Purpose: Variable uptake of the glucose analog (18)fluorodeoxyglucose (FDG) has been noticed in positron emission tomography (PET) studies of breast cancer patients, with low uptake occurring especially in lobular cancer. At present, no satisfactory biologic explanation exists for this phenomenon. This study compared (18)FDG uptake in vivo with biomarkers expected to be involved in the underlying biologic mechanisms.

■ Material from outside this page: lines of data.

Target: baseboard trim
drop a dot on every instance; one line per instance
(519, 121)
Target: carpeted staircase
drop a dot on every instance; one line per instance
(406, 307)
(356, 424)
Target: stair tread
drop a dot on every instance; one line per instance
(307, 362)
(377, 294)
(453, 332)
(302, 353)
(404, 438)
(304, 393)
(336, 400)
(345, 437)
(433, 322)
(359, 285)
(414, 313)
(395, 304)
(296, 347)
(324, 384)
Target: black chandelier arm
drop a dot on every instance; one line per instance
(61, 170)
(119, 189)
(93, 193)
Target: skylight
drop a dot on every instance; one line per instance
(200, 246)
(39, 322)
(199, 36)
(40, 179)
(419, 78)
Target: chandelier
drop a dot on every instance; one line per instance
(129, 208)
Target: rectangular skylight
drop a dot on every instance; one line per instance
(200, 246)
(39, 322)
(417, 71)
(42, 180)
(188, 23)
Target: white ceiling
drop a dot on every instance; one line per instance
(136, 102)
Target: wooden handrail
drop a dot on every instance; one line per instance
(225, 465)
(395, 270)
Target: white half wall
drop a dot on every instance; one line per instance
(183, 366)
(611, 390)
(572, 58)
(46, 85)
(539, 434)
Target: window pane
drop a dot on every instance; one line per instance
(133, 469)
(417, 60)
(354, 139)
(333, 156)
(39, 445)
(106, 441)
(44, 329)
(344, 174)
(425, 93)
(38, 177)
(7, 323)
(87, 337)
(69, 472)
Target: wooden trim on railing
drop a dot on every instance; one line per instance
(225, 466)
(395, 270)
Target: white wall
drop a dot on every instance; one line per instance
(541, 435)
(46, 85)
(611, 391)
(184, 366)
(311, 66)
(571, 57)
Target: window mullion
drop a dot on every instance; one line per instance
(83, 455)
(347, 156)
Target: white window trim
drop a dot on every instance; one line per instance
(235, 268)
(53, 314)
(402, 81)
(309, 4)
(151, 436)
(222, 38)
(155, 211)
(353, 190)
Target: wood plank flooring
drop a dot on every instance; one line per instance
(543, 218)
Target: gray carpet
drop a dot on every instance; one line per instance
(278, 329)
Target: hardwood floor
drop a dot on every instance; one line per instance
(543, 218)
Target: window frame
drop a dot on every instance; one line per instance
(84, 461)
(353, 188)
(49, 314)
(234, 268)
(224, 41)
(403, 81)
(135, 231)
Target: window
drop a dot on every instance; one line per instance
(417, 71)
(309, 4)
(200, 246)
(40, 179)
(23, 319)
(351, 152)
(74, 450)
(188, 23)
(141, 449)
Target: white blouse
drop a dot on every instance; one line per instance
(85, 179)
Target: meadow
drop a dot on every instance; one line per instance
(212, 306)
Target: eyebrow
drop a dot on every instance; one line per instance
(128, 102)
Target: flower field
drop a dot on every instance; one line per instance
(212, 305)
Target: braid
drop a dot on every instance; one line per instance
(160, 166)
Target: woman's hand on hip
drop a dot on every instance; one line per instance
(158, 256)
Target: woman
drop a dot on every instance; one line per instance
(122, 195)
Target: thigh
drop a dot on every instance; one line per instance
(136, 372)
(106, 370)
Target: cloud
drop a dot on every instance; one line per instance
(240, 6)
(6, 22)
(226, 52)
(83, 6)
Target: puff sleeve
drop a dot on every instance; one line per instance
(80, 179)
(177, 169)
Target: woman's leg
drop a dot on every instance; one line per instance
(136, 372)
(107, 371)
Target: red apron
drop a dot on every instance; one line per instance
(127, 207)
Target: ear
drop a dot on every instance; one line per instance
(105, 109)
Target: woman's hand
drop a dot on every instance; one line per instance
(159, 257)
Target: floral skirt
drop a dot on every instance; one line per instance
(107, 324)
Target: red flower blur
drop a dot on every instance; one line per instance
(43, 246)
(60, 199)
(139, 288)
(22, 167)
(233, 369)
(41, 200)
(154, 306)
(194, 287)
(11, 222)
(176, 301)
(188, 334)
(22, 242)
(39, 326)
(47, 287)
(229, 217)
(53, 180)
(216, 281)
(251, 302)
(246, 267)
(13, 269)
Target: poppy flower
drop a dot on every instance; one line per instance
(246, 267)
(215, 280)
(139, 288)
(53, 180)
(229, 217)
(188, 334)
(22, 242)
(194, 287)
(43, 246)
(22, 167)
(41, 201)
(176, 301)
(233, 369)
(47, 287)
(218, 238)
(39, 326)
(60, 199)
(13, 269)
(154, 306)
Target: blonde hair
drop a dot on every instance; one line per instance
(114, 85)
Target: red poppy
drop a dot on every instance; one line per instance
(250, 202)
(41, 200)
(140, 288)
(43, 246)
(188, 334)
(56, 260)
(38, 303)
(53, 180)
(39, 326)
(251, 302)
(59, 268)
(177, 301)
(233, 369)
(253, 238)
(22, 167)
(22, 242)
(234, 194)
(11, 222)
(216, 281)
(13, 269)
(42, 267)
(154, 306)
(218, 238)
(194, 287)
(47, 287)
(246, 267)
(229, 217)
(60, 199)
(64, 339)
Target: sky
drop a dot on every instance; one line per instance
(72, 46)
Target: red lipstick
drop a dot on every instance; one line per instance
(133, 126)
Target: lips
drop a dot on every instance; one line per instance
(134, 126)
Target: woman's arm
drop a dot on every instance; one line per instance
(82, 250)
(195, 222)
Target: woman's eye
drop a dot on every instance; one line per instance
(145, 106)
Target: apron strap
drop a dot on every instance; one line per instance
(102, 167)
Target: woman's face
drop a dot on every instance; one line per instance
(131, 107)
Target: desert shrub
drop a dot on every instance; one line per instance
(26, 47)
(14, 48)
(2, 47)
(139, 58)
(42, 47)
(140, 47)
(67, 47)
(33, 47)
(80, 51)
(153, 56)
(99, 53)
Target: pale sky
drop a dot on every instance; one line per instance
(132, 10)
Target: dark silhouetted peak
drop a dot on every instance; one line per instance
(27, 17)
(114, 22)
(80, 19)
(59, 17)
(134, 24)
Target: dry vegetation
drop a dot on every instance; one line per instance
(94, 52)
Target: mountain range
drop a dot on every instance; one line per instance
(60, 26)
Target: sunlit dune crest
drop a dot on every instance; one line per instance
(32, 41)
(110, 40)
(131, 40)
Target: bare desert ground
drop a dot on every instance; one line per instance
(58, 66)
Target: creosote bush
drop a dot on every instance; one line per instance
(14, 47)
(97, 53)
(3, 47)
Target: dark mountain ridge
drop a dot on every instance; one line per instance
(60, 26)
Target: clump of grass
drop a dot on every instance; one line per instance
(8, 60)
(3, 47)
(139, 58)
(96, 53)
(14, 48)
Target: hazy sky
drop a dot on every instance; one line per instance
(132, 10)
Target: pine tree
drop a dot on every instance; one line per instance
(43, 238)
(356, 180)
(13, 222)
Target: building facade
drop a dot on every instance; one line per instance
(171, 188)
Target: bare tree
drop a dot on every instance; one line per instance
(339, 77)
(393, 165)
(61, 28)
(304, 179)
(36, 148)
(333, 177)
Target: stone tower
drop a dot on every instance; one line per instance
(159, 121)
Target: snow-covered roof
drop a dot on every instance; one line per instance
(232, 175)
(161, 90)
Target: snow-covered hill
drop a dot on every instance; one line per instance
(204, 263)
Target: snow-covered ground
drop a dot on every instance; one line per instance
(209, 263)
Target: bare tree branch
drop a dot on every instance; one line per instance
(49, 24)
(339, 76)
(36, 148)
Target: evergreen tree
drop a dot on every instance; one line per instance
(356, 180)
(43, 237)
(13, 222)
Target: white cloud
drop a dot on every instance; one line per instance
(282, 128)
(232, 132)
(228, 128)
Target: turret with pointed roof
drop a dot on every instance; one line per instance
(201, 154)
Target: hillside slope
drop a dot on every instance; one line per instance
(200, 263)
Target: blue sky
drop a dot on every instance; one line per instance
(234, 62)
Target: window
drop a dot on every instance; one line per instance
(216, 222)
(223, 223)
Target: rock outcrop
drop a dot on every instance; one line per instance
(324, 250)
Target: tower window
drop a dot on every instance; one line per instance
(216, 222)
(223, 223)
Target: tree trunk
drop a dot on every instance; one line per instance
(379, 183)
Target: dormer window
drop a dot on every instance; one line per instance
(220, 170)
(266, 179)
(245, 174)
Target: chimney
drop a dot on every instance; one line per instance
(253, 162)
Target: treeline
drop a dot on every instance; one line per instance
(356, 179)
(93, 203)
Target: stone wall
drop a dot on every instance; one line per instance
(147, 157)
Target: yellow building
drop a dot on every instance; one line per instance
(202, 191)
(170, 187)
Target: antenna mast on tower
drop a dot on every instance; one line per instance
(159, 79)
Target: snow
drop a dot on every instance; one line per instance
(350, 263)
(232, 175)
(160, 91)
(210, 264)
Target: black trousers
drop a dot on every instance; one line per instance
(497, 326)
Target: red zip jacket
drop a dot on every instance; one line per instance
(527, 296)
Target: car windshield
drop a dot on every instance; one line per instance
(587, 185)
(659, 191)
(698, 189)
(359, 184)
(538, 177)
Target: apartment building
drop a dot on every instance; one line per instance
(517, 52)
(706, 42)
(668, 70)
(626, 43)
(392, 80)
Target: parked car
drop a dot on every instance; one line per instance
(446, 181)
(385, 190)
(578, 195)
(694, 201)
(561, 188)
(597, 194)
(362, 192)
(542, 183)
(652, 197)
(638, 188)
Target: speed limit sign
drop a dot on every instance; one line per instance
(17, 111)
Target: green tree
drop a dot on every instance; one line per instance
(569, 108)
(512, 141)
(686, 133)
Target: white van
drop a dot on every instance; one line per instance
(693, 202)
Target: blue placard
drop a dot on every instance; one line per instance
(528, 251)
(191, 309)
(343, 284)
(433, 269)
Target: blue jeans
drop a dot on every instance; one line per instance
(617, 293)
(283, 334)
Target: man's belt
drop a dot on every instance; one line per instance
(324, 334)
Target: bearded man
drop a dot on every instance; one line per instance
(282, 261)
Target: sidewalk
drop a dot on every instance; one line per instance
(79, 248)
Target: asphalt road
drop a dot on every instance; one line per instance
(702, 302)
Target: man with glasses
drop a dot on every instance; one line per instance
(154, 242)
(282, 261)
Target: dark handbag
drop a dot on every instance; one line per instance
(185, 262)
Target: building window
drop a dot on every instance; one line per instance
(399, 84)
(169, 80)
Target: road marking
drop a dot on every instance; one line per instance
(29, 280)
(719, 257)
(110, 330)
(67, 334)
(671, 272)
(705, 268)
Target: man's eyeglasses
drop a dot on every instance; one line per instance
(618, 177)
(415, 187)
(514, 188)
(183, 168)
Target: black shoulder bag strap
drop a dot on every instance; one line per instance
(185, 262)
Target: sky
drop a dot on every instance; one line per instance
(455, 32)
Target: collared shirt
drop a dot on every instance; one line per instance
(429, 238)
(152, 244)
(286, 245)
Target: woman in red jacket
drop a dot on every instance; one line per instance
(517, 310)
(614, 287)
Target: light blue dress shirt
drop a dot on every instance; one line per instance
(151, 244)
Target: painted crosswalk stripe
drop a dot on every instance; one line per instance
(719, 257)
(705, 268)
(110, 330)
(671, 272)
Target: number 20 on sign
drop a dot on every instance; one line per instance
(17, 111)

Patients and methods: Preoperative (18)FDG-PET scans were performed in 55 patients. (18)FDG activity was assessed visually by three observers using a four-point score. Tumor sections were stained by immunohistochemistry for glucose transporter-1 (Glut-1); Hexokinase (HK) I, II, and III; macrophages; hypoxia-inducible factor-1-alfa (HIF-1alpha); vascular endothelial growth factor (VEGF(165)); and microvessels. Mitotic activity index (MAI), amount of necrosis, number of lymphocytes, and tumor cells/volume were assessed.
Results: There were positive correlations between (18)FDG uptake and Glut-1 expression (P <.001), MAI (P =.001), amount of necrosis (P =.010), number of tumor cells/volume (P =.009), expression of HK I (P =.019), number of lymphocytes (P =.032), and microvessel density (r =.373; P =.005). HIF-1alpha, VEGF(165), HK II, HK III, and macrophages showed no univariate correlation with (18)FDG. In logistic regression, however, HIF-1alpha and HK II added value to MAI and Glut-1.
Conclusion: (18)FDG uptake in breast cancer is a function of microvasculature for delivering nutrients, Glut-1 for transportation of (18)FDG into the cell, HK for entering (18)FDG into glycolysis, number of tumor cells/volume, proliferation rate (also reflected in necrosis), number of lymphocytes (not macrophages), and HIF-1alpha for upregulating Glut-1. Together, these features explain why breast cancers vary in (18)FDG uptake and elucidate the low uptake in lobular breast cancer.